If you had heat before, and now you don't, your coolant is low. Are you sure the thermostat is facing the correct way? I don't have a service manual for your year vehicle, but search around on this forum to find info on that. And how to bleed the air out properly.


----------



## rogoman (Dec 16, 2004)

Tayiler said:


> So recently i had to replace my thermostat, it was faulty, and it appeared to fix my glitchy therm, however, now my car is overheating very bad, my heat doesn't work, and my rpms at idle are at around 1200 rather than 800.. I bled the air from the coolant with the cap off twice, for about 20 minutes each time... what could be the problem? I cant figure it out, and it's very financially burdening throwing pieces at it... all help is appreciated


Hopefully you installed an OEM thermostat purchased from a nissan dealer. Aftermarket thermostats such as a Stant many times cause problems. When installing a new thermostat, make sure the "jiggle" valve on the thermostat body is facing up. 
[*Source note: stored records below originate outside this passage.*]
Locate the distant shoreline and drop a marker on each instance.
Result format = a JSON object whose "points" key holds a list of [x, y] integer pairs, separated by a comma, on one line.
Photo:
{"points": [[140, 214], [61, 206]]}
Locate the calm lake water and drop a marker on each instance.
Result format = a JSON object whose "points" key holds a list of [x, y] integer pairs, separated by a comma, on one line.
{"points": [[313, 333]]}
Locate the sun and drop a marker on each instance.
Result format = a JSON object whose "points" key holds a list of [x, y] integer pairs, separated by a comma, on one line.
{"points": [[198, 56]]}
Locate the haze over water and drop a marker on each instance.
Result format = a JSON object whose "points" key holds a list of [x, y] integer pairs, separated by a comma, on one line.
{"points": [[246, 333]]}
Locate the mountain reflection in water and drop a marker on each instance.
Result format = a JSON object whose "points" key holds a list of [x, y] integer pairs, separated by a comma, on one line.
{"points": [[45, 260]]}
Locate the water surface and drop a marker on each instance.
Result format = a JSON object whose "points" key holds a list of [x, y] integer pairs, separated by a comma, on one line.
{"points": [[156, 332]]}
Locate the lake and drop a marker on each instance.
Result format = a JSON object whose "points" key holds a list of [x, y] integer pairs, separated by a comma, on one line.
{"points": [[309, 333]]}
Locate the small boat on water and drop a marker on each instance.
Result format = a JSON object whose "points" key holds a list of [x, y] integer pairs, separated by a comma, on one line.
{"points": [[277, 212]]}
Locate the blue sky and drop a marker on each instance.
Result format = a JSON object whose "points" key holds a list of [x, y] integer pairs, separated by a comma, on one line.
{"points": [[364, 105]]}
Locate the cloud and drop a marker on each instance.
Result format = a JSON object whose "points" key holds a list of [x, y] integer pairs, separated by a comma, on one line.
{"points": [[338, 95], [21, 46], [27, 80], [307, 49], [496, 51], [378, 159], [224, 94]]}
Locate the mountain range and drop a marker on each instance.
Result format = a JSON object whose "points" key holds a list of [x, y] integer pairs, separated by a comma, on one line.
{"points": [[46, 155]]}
Your best bet may be to drain down the coolant and start all over again with the filling of the coolant.
Here's how I do it:
1 - drain coolant
2 - open the air bleeder screw
3 - set the heater temperature control on the dash to maximum
4 - jacking up front of car as high as possible which helps to purge air pockets
5 - fill system until coolant starts coming out the bleeder hole
6 - close bleeder screw (not too tight; screw is easy to break off)
7 - continue filling until coolant is at the bottom of the filler neck
8 - do not put cap on the radiator
9 - start engine; as coolant starts to warm up, you may see a few air bubbles
10 - squeeze the hoses by hand to free up possible air pockets
11 - put cap on radiator and continue running engine until fully warmed up
12 - after shutting off engine, allow to fully cool, then check the coolant level


----------



## Tayiler (May 3, 2017)

I followed the Nissan repair manual step by step for replacing therm, it's in correctly, I have noticed my radiator fans aren't turning on (looked online, said to turn a.c. on and they should come on), and my upper rad hose is really hot while the bottom is cool. Possibly a blockage? Or could it be the rad fans? Maybe they are turning on, I'm not sure how reliable the ac thing is. I just usually doubt where it's two separate cooling issues right after the other, when I seldomly have issues with the car ever... but that could be wrong. I also have bled the coolant of air pockets 3 times now, following Nissans repair manual, still no difference, no heat control difference, it's still blowing cold. My water pump seems to be working and the serpentine belt is also recently replaced so it shouldn't be the problem. I still want to know also why the rpms are rising at idle, they sit at about 1600 now at idle in neutral... what's that about? A vacuum leaks maybe? I seen some smoke (or steam, couldn't tell) by that general area but i could barely see it and couldn't tell exactly where it was coming from, maybe the overheating engine melted the hose? I have had this happen once before on the top radiator hose and had to replace it


----------



## Tayiler (May 3, 2017)

I really think for some reason that the coolant is not flowing through the engine. Before I replaced the therm, if it started overheating I would manually switch to second because when i ran at higher rpms for a short time it would seem to kinda reset the thermostat back to normal... That's because the water pump was running harder. I didn't do that a lot though. Now I cant even do that, and it goes alot hotter than it ever did before replacing the therm


----------